Top 10 Questions Women Wish They Could Ask A Gynaecologist

No one should feel lost when it comes to their menstrual health worries. Much of this subject is still taboo, but at Yoppie, we believe no question should be too embarrassing or too silly!

Our in-house expert Dr Brooke Vandermolen, Obstetrics & Gynaecology specialist doctor, is here to answer some of the commonest concerns that women ask their gynaecologist

1. Is my discharge normal? 💦

Having vaginal discharge is a vital part of maintaining the overall health of the region. It is quite normal for your discharge to change throughout your menstrual cycle, from its colour to the consistency and smell.

This discharge serves many important functions including; cleansing the vagina, getting rid of natural bacteria and any dead cells and providing a natural lubrication to keep sex comfortable as well as preventing any skin irritation or discomfort. (1)

Pay close attention to your discharge, and if you notice it has an unusual colour or smell, or is blood-stained when it shouldn't be, seek advice from your doctor.

2. Why do I need to have a smear test? 🔬

Cervical cancer is an extremely rare, slow growing cancer.
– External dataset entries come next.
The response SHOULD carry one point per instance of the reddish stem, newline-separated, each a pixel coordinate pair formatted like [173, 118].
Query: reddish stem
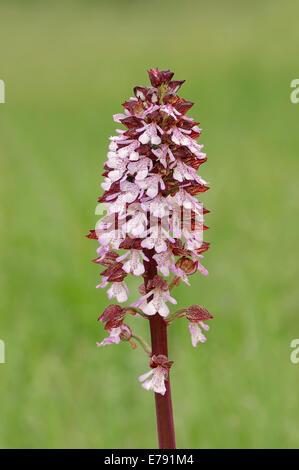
[158, 328]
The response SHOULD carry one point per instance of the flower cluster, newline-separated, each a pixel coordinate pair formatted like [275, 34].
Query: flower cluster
[153, 215]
Doing a smear test, where a doctor or nurse takes a small sample of the cells in your cervix to be checked under a microscope is a very effective way of detecting abnormal changes in these cells, before they have a chance to become cancerous. It is not a diagnostic test for cervical cancer.
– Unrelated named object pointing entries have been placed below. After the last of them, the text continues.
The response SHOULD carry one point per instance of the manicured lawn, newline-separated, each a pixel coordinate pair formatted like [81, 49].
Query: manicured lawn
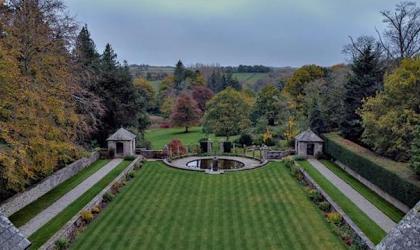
[164, 208]
[387, 208]
[161, 136]
[27, 213]
[49, 229]
[369, 227]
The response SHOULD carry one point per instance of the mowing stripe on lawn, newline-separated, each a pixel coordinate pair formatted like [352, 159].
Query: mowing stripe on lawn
[51, 227]
[25, 214]
[163, 208]
[387, 208]
[368, 226]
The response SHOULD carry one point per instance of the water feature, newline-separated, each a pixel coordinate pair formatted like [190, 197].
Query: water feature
[215, 164]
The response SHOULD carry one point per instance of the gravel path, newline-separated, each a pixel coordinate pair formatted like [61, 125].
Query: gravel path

A new addition to the cervical cancer screening program is testing for the HPV human papillomavirus. This virus is known to cause 99% of all cervical cancer, so we now test every sample for HPV before the cells are checked under a microscope. (2)

Having regular smear tests means if there are any changes that develop, it can be caught and treated early without requiring any invasive treatment. 
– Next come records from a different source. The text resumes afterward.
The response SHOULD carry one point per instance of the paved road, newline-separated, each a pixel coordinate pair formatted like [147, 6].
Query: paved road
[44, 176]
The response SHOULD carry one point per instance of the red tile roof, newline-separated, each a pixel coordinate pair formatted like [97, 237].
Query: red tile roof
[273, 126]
3. Do I need to shave before visiting the gynaecologist? 🤔

Definitely not! Gynaecologists are not particularly interested in what you chose to do with your pubic hair, and it makes no difference to the outcome of the examination. They will most likely have seen thousands of vaginas, so there is no need to be concerned or embarassed about the appearance of yours! Do whatever makes you feel most comfortable but of course it is perfectly normal to feel nervous before expecting an intimate examination.

4. Does it matter if my period isn't regular? 🙇🏽‍♀️

The average menstrual cycle lasts 28 days, although it’s normal for it to vary by a few days each month. You don’t need to get medical advice if you have always had slightly irregular periods or you’re still going through puberty.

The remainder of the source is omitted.